China has been quick to take advantage of this, says Sy. He relates the anecdote that African ambassadors in Beijing do not know in advance the date of the China-Africa forum on cooperation.

It is not something they are able to spend time preparing for. Instead, they receive notice of the date just a few weeks in advance. Sy argues that when only one party controls dates and the agenda, there is little scope for negotiating as equals.

Buruku adds that while Africa does need Chinese investment in areas such as infrastructure, too often money is dispensed, calculated as aid, and provides no real benefit. She recalls stories of hospitals built in Liberia by Chinese workers, where the aid programme didn’t extend to roads to link the hospital to the population, or training for doctors, nurses or managers.

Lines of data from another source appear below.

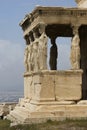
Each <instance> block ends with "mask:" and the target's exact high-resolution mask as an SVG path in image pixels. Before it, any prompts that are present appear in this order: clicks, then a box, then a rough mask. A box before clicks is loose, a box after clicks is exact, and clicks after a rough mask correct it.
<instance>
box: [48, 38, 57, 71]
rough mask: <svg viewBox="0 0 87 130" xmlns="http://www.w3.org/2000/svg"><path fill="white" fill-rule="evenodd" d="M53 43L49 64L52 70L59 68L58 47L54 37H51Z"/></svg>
mask: <svg viewBox="0 0 87 130" xmlns="http://www.w3.org/2000/svg"><path fill="white" fill-rule="evenodd" d="M51 44H52V46H51V48H50V60H49V65H50V69H51V70H57V57H58V48H57V45H56V43H55V38H54V37H53V38H51Z"/></svg>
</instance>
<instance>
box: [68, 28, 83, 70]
mask: <svg viewBox="0 0 87 130" xmlns="http://www.w3.org/2000/svg"><path fill="white" fill-rule="evenodd" d="M78 29H79V27H78V26H74V27H73V38H72V40H71V55H70V60H71V69H73V70H78V69H80V58H81V55H80V45H79V44H80V38H79V33H78Z"/></svg>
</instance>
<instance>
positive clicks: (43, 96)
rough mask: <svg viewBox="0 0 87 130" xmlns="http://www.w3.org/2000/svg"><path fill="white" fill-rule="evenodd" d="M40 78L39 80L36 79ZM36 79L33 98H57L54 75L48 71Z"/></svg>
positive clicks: (43, 73) (48, 98)
mask: <svg viewBox="0 0 87 130" xmlns="http://www.w3.org/2000/svg"><path fill="white" fill-rule="evenodd" d="M36 78H37V79H39V80H36ZM33 79H35V80H34V97H33V100H38V101H51V100H55V95H54V76H53V75H50V74H46V73H42V74H38V75H37V76H35V77H34V78H33Z"/></svg>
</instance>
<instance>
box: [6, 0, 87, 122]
mask: <svg viewBox="0 0 87 130" xmlns="http://www.w3.org/2000/svg"><path fill="white" fill-rule="evenodd" d="M86 1H87V0H76V2H77V3H78V7H77V8H63V7H41V6H38V7H36V8H35V9H34V10H33V11H32V13H30V14H28V15H26V16H25V18H24V19H23V20H22V21H21V23H20V26H21V27H22V29H23V36H24V39H25V41H26V48H25V52H24V65H25V72H24V98H21V99H19V103H18V104H17V106H16V107H15V109H14V110H13V111H11V112H10V114H9V115H8V116H7V118H8V119H10V120H11V121H13V122H16V123H40V122H45V121H47V120H48V119H51V120H64V119H66V118H72V119H81V118H87V101H86V99H87V8H85V6H86V7H87V4H86V3H85V2H86ZM84 3H85V4H84ZM84 5H85V6H84ZM61 36H62V37H71V38H72V40H71V43H70V44H71V51H70V62H71V69H70V70H65V71H64V70H62V71H59V70H57V58H58V48H57V45H56V38H57V37H61ZM48 38H50V41H51V48H50V58H49V66H50V70H49V68H48V65H47V57H48V55H47V44H48Z"/></svg>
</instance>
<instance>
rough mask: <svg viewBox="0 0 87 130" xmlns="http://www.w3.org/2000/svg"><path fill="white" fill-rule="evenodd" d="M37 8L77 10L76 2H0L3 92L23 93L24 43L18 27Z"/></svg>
mask: <svg viewBox="0 0 87 130" xmlns="http://www.w3.org/2000/svg"><path fill="white" fill-rule="evenodd" d="M36 5H41V6H64V7H76V3H75V1H74V0H0V91H2V90H3V91H7V90H18V91H19V90H23V72H24V65H23V54H24V47H25V41H24V39H23V32H22V29H21V28H20V26H19V23H20V21H21V20H22V19H23V18H24V17H25V15H26V14H28V13H29V12H31V11H32V10H33V9H34V8H35V6H36ZM64 40H65V39H63V40H62V41H64ZM66 42H67V45H68V41H66ZM67 45H66V44H65V48H66V50H67V49H69V47H68V48H67ZM59 47H60V49H61V48H62V45H59ZM61 51H62V49H61ZM67 55H68V54H67ZM60 59H61V57H60ZM63 64H64V65H65V64H66V63H65V61H64V63H63Z"/></svg>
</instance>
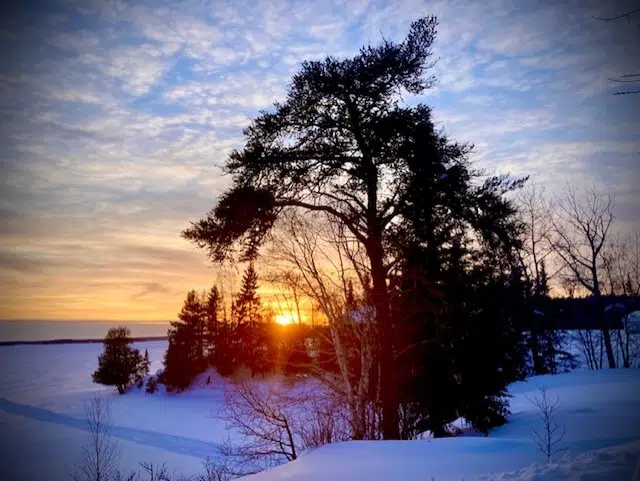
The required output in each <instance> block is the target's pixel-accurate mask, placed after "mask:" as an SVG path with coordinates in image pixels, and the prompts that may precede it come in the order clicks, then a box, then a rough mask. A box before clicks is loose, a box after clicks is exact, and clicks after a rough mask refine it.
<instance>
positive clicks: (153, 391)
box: [145, 377, 158, 394]
mask: <svg viewBox="0 0 640 481" xmlns="http://www.w3.org/2000/svg"><path fill="white" fill-rule="evenodd" d="M157 390H158V381H157V380H156V378H155V377H150V378H149V379H148V380H147V387H146V388H145V391H146V392H147V393H149V394H153V393H154V392H156V391H157Z"/></svg>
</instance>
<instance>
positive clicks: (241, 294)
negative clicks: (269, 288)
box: [232, 263, 276, 373]
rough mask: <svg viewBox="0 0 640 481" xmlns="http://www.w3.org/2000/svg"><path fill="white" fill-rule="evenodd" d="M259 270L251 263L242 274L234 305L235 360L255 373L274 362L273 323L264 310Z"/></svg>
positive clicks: (259, 370) (269, 367)
mask: <svg viewBox="0 0 640 481" xmlns="http://www.w3.org/2000/svg"><path fill="white" fill-rule="evenodd" d="M261 310H262V309H261V302H260V297H259V296H258V274H257V272H256V270H255V267H254V265H253V263H249V266H248V267H247V270H246V271H245V272H244V275H243V276H242V283H241V286H240V292H238V295H237V296H236V299H235V303H234V306H233V313H232V318H233V319H234V329H235V331H234V340H235V349H234V350H235V352H236V356H235V360H236V362H237V363H238V364H243V365H245V366H247V367H249V368H250V369H251V371H252V372H253V373H264V372H267V371H272V370H273V368H274V366H275V358H276V353H275V348H276V347H275V345H274V341H275V340H274V339H273V327H274V326H273V323H272V322H268V319H266V316H264V315H263V313H262V312H261Z"/></svg>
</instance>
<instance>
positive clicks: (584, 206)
mask: <svg viewBox="0 0 640 481" xmlns="http://www.w3.org/2000/svg"><path fill="white" fill-rule="evenodd" d="M614 198H615V195H614V193H613V191H611V190H609V191H608V192H607V193H605V194H602V193H600V192H598V191H597V190H596V188H595V186H594V187H590V188H586V189H585V190H584V195H583V196H582V197H579V196H578V193H577V191H576V189H575V188H573V187H570V186H569V187H568V188H567V189H566V190H565V191H564V193H563V196H562V197H561V198H560V199H559V200H558V202H557V206H558V208H557V209H556V211H555V215H554V216H553V217H552V226H553V227H552V232H551V234H550V240H551V245H552V247H553V250H554V252H555V253H556V254H557V255H558V257H559V258H560V259H561V260H562V263H563V265H564V267H565V268H566V270H567V271H568V274H569V275H570V276H572V277H573V278H574V279H575V281H576V282H577V283H578V284H579V285H580V286H582V287H583V288H584V289H585V290H586V291H587V292H589V293H590V294H591V295H592V296H593V297H594V298H595V300H596V304H597V307H596V309H597V316H598V318H599V319H600V322H601V326H602V338H603V341H604V346H605V352H606V355H607V361H608V364H609V367H610V368H615V367H616V362H615V357H614V353H613V346H612V343H611V334H610V330H609V326H608V325H607V323H606V319H605V316H604V306H603V304H602V286H601V283H602V277H601V271H602V270H603V263H604V252H605V251H604V249H605V247H606V245H607V242H609V234H610V228H611V224H612V223H613V220H614V215H613V206H614Z"/></svg>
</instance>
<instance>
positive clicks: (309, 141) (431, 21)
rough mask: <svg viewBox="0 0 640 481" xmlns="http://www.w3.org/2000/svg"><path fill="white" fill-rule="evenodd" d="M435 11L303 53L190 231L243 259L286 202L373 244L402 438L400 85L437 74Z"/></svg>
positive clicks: (232, 163) (385, 393)
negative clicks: (395, 275)
mask: <svg viewBox="0 0 640 481" xmlns="http://www.w3.org/2000/svg"><path fill="white" fill-rule="evenodd" d="M436 26H437V21H436V18H435V17H433V16H431V17H427V18H422V19H420V20H418V21H416V22H413V23H412V25H411V29H410V32H409V34H408V36H407V37H406V38H405V40H404V41H403V42H401V43H394V42H392V41H390V40H383V41H382V42H381V43H380V44H379V45H376V46H368V47H364V48H362V49H361V50H360V52H359V54H358V55H356V56H355V57H353V58H348V59H344V60H339V59H336V58H333V57H327V58H326V59H325V60H323V61H312V62H304V63H303V64H302V68H301V70H300V71H299V72H298V73H297V74H296V75H295V76H294V77H293V79H292V82H291V85H290V87H289V91H288V95H287V98H286V100H285V101H284V102H283V103H279V104H276V105H275V111H274V112H272V113H269V112H263V113H262V114H261V115H260V116H259V117H258V118H256V119H255V120H254V121H253V122H252V124H251V125H250V126H249V127H248V128H247V129H246V130H245V135H246V137H247V142H246V146H245V148H244V149H243V150H242V151H235V152H233V153H232V154H231V156H230V158H229V160H228V162H227V169H228V171H229V172H230V173H231V174H233V179H234V182H233V185H232V187H231V188H230V189H229V190H228V191H227V192H225V193H224V194H223V195H222V197H221V198H220V199H219V201H218V203H217V205H216V206H215V208H214V209H213V210H212V211H211V212H210V213H209V214H208V215H207V216H206V217H205V218H204V219H202V220H200V221H198V222H196V223H193V224H192V226H191V227H190V228H189V229H187V230H185V231H184V232H183V236H184V237H185V238H187V239H189V240H191V241H194V242H195V243H196V244H198V245H199V246H200V247H203V248H207V249H208V253H209V255H210V257H211V258H212V259H213V260H214V261H223V260H225V259H227V258H229V257H230V256H233V255H234V254H240V256H242V257H244V258H245V259H250V258H253V257H255V256H256V255H257V250H258V247H259V245H260V243H261V241H262V240H263V239H264V237H265V235H266V234H267V233H268V232H269V230H270V229H271V227H272V226H273V224H274V222H275V220H276V219H277V218H278V217H279V215H280V214H281V213H282V212H283V210H285V209H287V208H298V209H302V210H307V211H321V212H324V213H325V214H326V215H327V216H329V217H330V218H332V219H334V220H335V221H338V222H340V223H341V224H343V226H344V227H345V228H346V229H347V230H348V232H349V233H350V234H351V235H353V237H354V238H355V239H356V240H357V241H358V242H360V243H361V244H362V245H363V246H364V248H365V249H366V252H367V256H368V261H369V264H370V266H369V267H370V271H371V279H372V283H373V290H372V299H373V304H374V306H375V310H376V322H377V324H378V326H379V329H378V332H379V344H380V353H381V358H380V362H381V388H382V394H381V398H382V405H383V413H384V414H383V429H382V430H383V433H384V437H385V438H387V439H393V438H398V436H399V431H398V399H397V383H396V374H395V367H394V360H393V356H394V354H393V344H392V342H393V341H392V339H393V336H392V334H393V325H392V319H391V316H390V299H389V292H388V287H387V274H388V271H389V269H390V265H389V251H388V243H389V240H390V239H389V234H390V231H391V226H392V225H393V223H394V220H396V219H397V217H398V216H399V214H400V213H399V209H398V206H399V205H402V202H403V199H402V198H401V197H402V195H403V193H404V192H405V189H403V187H404V183H403V181H402V173H403V172H404V170H405V168H406V165H407V159H406V157H405V155H404V154H405V149H406V147H407V145H408V143H409V141H408V140H407V135H406V131H403V129H402V126H403V125H404V124H406V123H407V121H408V120H409V121H410V119H411V118H412V116H414V115H415V113H414V111H413V110H412V109H409V108H406V107H403V106H401V105H400V103H399V99H400V94H402V92H409V93H412V94H419V93H421V92H423V91H424V90H425V89H427V88H429V87H431V86H432V85H433V83H434V78H433V77H431V76H425V73H426V72H427V69H428V68H429V67H431V65H432V64H431V63H430V62H429V59H430V58H431V56H432V51H431V46H432V44H433V42H434V40H435V35H436Z"/></svg>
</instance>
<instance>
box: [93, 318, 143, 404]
mask: <svg viewBox="0 0 640 481" xmlns="http://www.w3.org/2000/svg"><path fill="white" fill-rule="evenodd" d="M132 343H133V341H132V340H131V331H129V328H127V327H114V328H112V329H109V331H108V332H107V335H106V336H105V338H104V351H103V352H102V354H100V355H99V356H98V369H97V370H96V371H95V372H94V373H93V375H92V379H93V382H95V383H97V384H104V385H105V386H116V388H117V389H118V392H119V393H120V394H123V393H124V392H125V390H126V389H127V387H128V386H129V385H130V384H131V383H133V382H134V381H135V380H136V378H137V376H138V375H139V373H140V372H141V369H144V359H143V358H142V356H141V355H140V351H138V349H135V348H134V347H132V346H131V344H132Z"/></svg>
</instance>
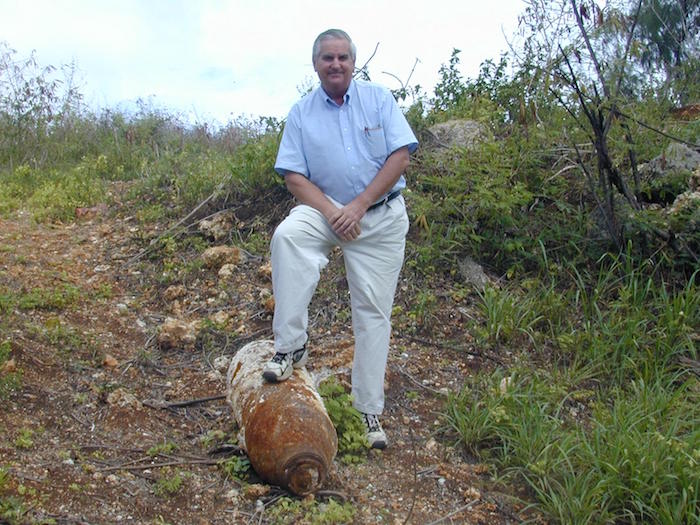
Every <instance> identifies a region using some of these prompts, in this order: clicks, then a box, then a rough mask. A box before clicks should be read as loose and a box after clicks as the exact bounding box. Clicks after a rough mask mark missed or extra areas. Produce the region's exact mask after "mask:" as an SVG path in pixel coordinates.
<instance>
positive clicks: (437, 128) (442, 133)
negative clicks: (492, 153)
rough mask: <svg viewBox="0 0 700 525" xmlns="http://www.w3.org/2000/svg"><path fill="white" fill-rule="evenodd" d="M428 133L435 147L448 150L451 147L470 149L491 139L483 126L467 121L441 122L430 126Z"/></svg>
mask: <svg viewBox="0 0 700 525" xmlns="http://www.w3.org/2000/svg"><path fill="white" fill-rule="evenodd" d="M428 131H429V132H430V133H431V135H432V136H433V138H434V140H435V143H436V145H437V146H442V147H448V148H449V147H453V146H459V147H464V148H472V147H474V146H475V145H476V144H478V143H480V142H483V141H485V140H489V139H490V138H491V133H490V132H489V130H488V128H487V127H486V126H485V125H484V124H482V123H480V122H477V121H475V120H467V119H455V120H448V121H447V122H441V123H439V124H435V125H433V126H431V127H430V128H429V129H428Z"/></svg>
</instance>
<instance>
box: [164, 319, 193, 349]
mask: <svg viewBox="0 0 700 525" xmlns="http://www.w3.org/2000/svg"><path fill="white" fill-rule="evenodd" d="M198 329H199V322H197V321H192V322H187V321H183V320H181V319H173V318H171V317H168V318H167V319H166V320H165V322H164V323H163V324H162V325H161V326H160V330H159V333H158V344H159V345H160V346H161V348H165V349H168V348H182V349H187V350H191V349H194V344H195V342H196V340H197V331H198Z"/></svg>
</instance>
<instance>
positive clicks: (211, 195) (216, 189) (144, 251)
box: [124, 186, 222, 266]
mask: <svg viewBox="0 0 700 525" xmlns="http://www.w3.org/2000/svg"><path fill="white" fill-rule="evenodd" d="M221 188H222V186H220V187H218V188H216V189H215V190H214V192H213V193H212V194H211V195H209V197H207V198H206V199H204V200H203V201H202V202H200V203H199V204H197V206H195V207H194V209H193V210H192V211H191V212H190V213H188V214H187V215H186V216H185V217H184V218H182V219H180V220H179V221H178V222H177V223H175V224H174V225H173V226H171V227H170V228H168V229H167V230H166V231H164V232H163V233H161V234H160V235H159V236H158V237H156V238H155V239H153V240H152V241H151V242H150V243H148V246H147V247H146V248H144V249H143V250H141V251H140V252H139V253H137V254H136V255H134V256H133V257H132V258H131V259H129V260H128V261H127V262H126V263H124V265H125V266H130V265H131V264H133V263H134V262H136V261H138V260H139V259H140V258H141V257H143V256H144V255H146V254H147V253H149V252H150V251H151V250H152V249H153V248H154V247H155V246H156V245H157V244H158V241H160V240H161V239H163V238H164V237H167V236H168V235H170V234H172V232H174V231H175V230H177V229H178V228H179V227H180V226H182V224H184V223H185V222H186V221H187V220H188V219H189V218H190V217H192V216H193V215H194V214H195V213H197V212H198V211H199V210H200V209H201V208H202V207H203V206H204V205H205V204H207V203H208V202H209V201H210V200H212V199H213V198H214V197H216V196H217V195H219V192H220V191H221Z"/></svg>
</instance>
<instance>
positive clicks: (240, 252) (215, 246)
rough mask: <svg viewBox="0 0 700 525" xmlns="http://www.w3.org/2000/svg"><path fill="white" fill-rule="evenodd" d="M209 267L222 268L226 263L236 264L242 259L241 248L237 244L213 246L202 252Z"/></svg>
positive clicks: (210, 267) (233, 264)
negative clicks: (236, 246)
mask: <svg viewBox="0 0 700 525" xmlns="http://www.w3.org/2000/svg"><path fill="white" fill-rule="evenodd" d="M202 259H203V260H204V265H205V266H206V267H207V268H212V269H217V268H218V269H220V268H221V267H222V266H223V265H224V264H227V263H228V264H233V265H236V264H238V263H239V262H240V261H241V250H240V249H238V248H236V247H235V246H213V247H211V248H208V249H207V250H205V251H204V253H203V254H202Z"/></svg>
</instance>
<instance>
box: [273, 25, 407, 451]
mask: <svg viewBox="0 0 700 525" xmlns="http://www.w3.org/2000/svg"><path fill="white" fill-rule="evenodd" d="M355 56H356V51H355V45H354V44H353V43H352V40H351V39H350V37H349V36H348V35H347V33H345V32H344V31H341V30H339V29H330V30H328V31H325V32H323V33H321V34H320V35H319V36H318V37H317V38H316V41H315V42H314V46H313V54H312V58H313V65H314V70H315V71H316V73H317V74H318V77H319V79H320V80H321V86H320V87H318V88H316V89H315V90H314V91H312V92H311V93H309V94H308V95H307V96H305V97H304V98H302V99H301V100H300V101H299V102H297V103H296V105H294V107H293V108H292V110H291V111H290V113H289V116H288V118H287V123H286V126H285V129H284V134H283V135H282V142H281V144H280V149H279V152H278V154H277V161H276V163H275V170H276V171H277V172H278V173H279V174H280V175H282V176H283V177H284V179H285V183H286V185H287V188H288V189H289V191H290V192H291V193H292V194H293V195H294V196H295V197H296V199H297V200H298V201H299V202H300V204H299V205H298V206H296V207H295V208H294V209H292V211H291V212H290V214H289V216H288V217H287V218H286V219H285V220H284V221H282V223H281V224H280V225H279V226H278V227H277V229H276V231H275V233H274V235H273V237H272V242H271V251H272V288H273V292H274V296H275V314H274V320H273V326H272V327H273V333H274V337H275V351H276V354H275V356H274V357H273V358H272V360H271V361H270V362H268V363H267V365H266V367H265V370H264V372H263V377H264V378H265V379H266V380H268V381H284V380H285V379H287V378H288V377H289V376H291V374H292V369H293V368H295V367H301V366H304V365H305V364H306V361H307V357H308V350H307V349H306V341H307V339H308V335H307V325H308V306H309V303H310V302H311V298H312V296H313V293H314V291H315V289H316V285H317V284H318V280H319V277H320V271H321V269H322V268H323V267H324V266H325V265H326V264H327V263H328V258H327V256H328V253H329V252H330V250H331V249H332V248H333V247H334V246H340V247H341V249H342V251H343V257H344V260H345V270H346V274H347V280H348V285H349V288H350V302H351V307H352V323H353V332H354V336H355V355H354V361H353V369H352V396H353V405H354V406H355V408H357V409H358V410H359V411H360V412H361V413H362V414H363V421H364V422H365V426H366V429H367V439H368V441H369V443H370V445H371V446H372V447H373V448H384V447H386V446H387V439H386V434H385V433H384V431H383V429H382V427H381V424H380V423H379V419H378V417H377V416H378V415H379V414H381V413H382V411H383V409H384V373H385V369H386V361H387V355H388V352H389V338H390V335H391V320H390V317H391V309H392V304H393V300H394V292H395V290H396V283H397V280H398V276H399V271H400V270H401V265H402V264H403V255H404V247H405V243H406V233H407V232H408V217H407V215H406V209H405V205H404V200H403V197H402V196H401V189H402V188H404V187H405V185H406V182H405V180H404V177H403V175H402V174H403V172H404V170H405V169H406V167H407V166H408V163H409V153H411V152H413V151H414V150H415V149H416V147H417V146H418V142H417V141H416V137H415V136H414V134H413V132H412V131H411V128H410V127H409V125H408V123H407V122H406V119H405V118H404V116H403V114H402V113H401V110H400V109H399V107H398V105H397V104H396V101H395V100H394V98H393V96H392V95H391V93H390V92H389V90H387V89H386V88H383V87H381V86H378V85H375V84H372V83H369V82H363V81H357V80H354V79H353V76H352V75H353V72H354V69H355Z"/></svg>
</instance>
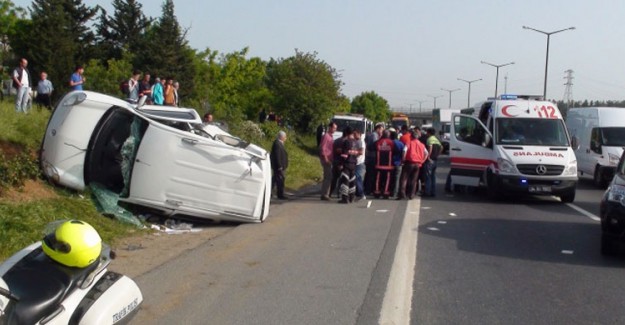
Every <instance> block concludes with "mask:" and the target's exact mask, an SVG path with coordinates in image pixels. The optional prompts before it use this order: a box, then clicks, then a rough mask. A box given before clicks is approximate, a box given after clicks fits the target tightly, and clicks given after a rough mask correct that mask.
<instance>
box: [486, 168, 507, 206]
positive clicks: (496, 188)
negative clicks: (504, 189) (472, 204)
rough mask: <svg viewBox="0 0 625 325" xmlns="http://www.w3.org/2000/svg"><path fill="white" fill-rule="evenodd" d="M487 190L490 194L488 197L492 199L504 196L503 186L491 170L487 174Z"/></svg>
mask: <svg viewBox="0 0 625 325" xmlns="http://www.w3.org/2000/svg"><path fill="white" fill-rule="evenodd" d="M486 192H487V194H488V198H489V199H491V200H500V199H501V198H502V197H503V193H501V188H500V186H499V184H498V183H497V180H496V179H495V175H493V172H492V171H490V170H489V171H488V172H487V174H486Z"/></svg>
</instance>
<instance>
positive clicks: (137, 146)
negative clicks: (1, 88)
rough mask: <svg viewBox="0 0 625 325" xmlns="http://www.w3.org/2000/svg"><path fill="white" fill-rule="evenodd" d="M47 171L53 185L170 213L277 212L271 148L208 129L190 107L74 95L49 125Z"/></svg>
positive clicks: (179, 214)
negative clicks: (275, 210) (58, 185)
mask: <svg viewBox="0 0 625 325" xmlns="http://www.w3.org/2000/svg"><path fill="white" fill-rule="evenodd" d="M41 168H42V169H43V173H44V175H45V176H46V177H47V178H48V179H49V180H50V181H52V182H53V183H56V184H59V185H62V186H65V187H68V188H71V189H74V190H78V191H82V190H84V189H85V187H87V186H89V185H90V184H92V183H97V184H99V185H101V187H103V188H105V189H107V190H109V191H111V192H113V193H116V194H118V195H119V196H120V197H119V202H122V203H123V204H129V205H134V206H139V207H144V208H149V209H151V210H156V211H158V212H159V213H161V214H163V215H169V216H178V217H195V218H201V219H209V220H215V221H219V220H230V221H237V222H262V221H263V220H265V218H266V217H267V215H268V214H269V200H270V198H271V168H270V163H269V155H268V154H267V152H266V151H265V150H264V149H262V148H260V147H258V146H256V145H253V144H249V143H246V142H244V141H242V140H241V139H239V138H236V137H233V136H232V135H230V134H228V133H227V132H225V131H223V130H221V129H219V128H218V127H217V126H207V127H206V128H205V127H204V126H203V125H202V123H201V120H200V116H199V115H198V113H197V112H196V111H195V110H194V109H190V108H177V107H167V106H153V105H142V104H141V103H139V104H136V105H134V104H130V103H128V102H126V101H123V100H120V99H118V98H115V97H111V96H108V95H103V94H99V93H95V92H89V91H73V92H70V93H68V94H67V95H65V97H63V99H62V100H61V101H60V102H59V104H58V106H57V107H56V109H55V110H54V111H53V113H52V116H51V118H50V121H49V122H48V126H47V129H46V132H45V135H44V139H43V142H42V150H41Z"/></svg>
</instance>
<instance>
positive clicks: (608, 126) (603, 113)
mask: <svg viewBox="0 0 625 325" xmlns="http://www.w3.org/2000/svg"><path fill="white" fill-rule="evenodd" d="M566 125H567V128H568V129H569V133H570V134H571V136H575V137H577V138H578V139H579V148H578V149H577V150H576V151H575V155H576V156H577V169H578V171H579V172H580V173H581V174H582V175H584V174H588V175H590V176H592V177H593V180H594V182H595V184H596V185H597V186H600V187H606V186H607V185H608V183H609V182H610V181H611V180H612V178H613V177H614V171H615V170H616V165H617V164H618V162H619V160H620V158H621V155H622V154H623V147H625V108H619V107H580V108H571V109H569V111H568V114H567V116H566Z"/></svg>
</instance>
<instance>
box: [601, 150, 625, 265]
mask: <svg viewBox="0 0 625 325" xmlns="http://www.w3.org/2000/svg"><path fill="white" fill-rule="evenodd" d="M599 210H600V217H601V253H602V254H603V255H614V254H616V253H618V251H619V248H620V246H621V244H622V243H623V242H625V153H623V154H622V155H621V159H620V160H619V162H618V164H617V166H616V171H615V173H614V178H612V182H610V184H609V185H608V188H607V190H606V191H605V193H604V194H603V197H602V199H601V205H600V208H599Z"/></svg>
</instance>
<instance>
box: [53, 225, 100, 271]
mask: <svg viewBox="0 0 625 325" xmlns="http://www.w3.org/2000/svg"><path fill="white" fill-rule="evenodd" d="M41 246H42V248H43V251H44V253H46V255H48V256H49V257H50V258H51V259H53V260H55V261H57V262H59V263H61V264H63V265H65V266H71V267H85V266H87V265H89V264H91V263H93V262H95V261H96V260H97V259H98V257H99V256H100V251H101V250H102V239H101V238H100V235H98V232H97V231H96V230H95V229H94V228H93V227H92V226H91V225H89V224H88V223H86V222H84V221H80V220H69V221H65V222H63V223H61V224H60V225H59V226H58V227H56V229H54V230H52V231H51V232H50V233H49V234H47V235H46V236H45V237H44V238H43V241H42V243H41Z"/></svg>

She blames this sort of thing more on the inability of African leaders to push China harder. African countries have the resources that China desires, and therefore they have an upper hand, if only they knew how to play it.

Howard French, a former New York Times correspondent and now associate professor at Columbia University, says African leaders are not used to the packages of aid and loans that China regularly presents to them, usually as a fait accompli. This means they don’t know how to calculate their market value.

For example, French cites cases where Chinese state-owned enterprises have demanded payment for building a dam in guaranteed supplies of cocoa over 20 years, rather than in cash. Such deals are hard for local governments to assess independently. What will be the price of cocoa in five, 10, 20 years?

French warns that African governments are underpricing their assets and will come to regret these deals – which poses a long-term risk of instability that Chinese leaders should also recognise.

By allowing Chinese companies or banks to present them with a deal, or a menu of packages, drawn up in Beijing, African leaders are automatically abrogating their duty to make sovereign decisions meant to address their countries’ needs, French adds.

Although bilateral governmental deals remain the preference for both Chinese and African governments, some frictions at the local level are developing. Sy relates growing frustration with the rapid growth of local Chinese populations that are often insular and do not treat locals with respect.

On the other hand, a lot of this growth is because increasingly Chinese individuals are finding Africa to be a land of opportunity. Despite negative stereotypes they are making comfortable lives there, and extending their own trading and business ties through personal networks back home.

French says he has seen credible estimates that over 1 million Chinese have moved to Africa over the past decade.

Although there is a positive side to this story, it also highlights that, beyond securing the resources that have brought China to Africa, Beijing has no real control over what individual Chinese people do. They can’t control their own SOEs back home, so managing corporate affairs abroad is impossible, notes Buruku. Nor is there any accountability or data regarding these private-sector activities.

The existence of such a huge Chinese population, with its own private interests, could also lead to a change in Beijing’s official foreign policy, which today is supposedly non-colonial and non-interfering.

The same could have been said for Portugal in the 15th century, when its merchants set up private trading enclaves along the West African coast, which ultimately morphed into issues of national interest.

(Another example is how private British interests made early contact in India, initially in mutually constructive ways, until their presence grew to the point that their activities were later assumed by the East India Company, itself a prelude to full-blown imperialism.)

Amosu says the current moment in China-Africa relations will evolve quickly. Overall, Africa has probably benefited from the investment brought by China, but she says Beijing should prepare for a new African response.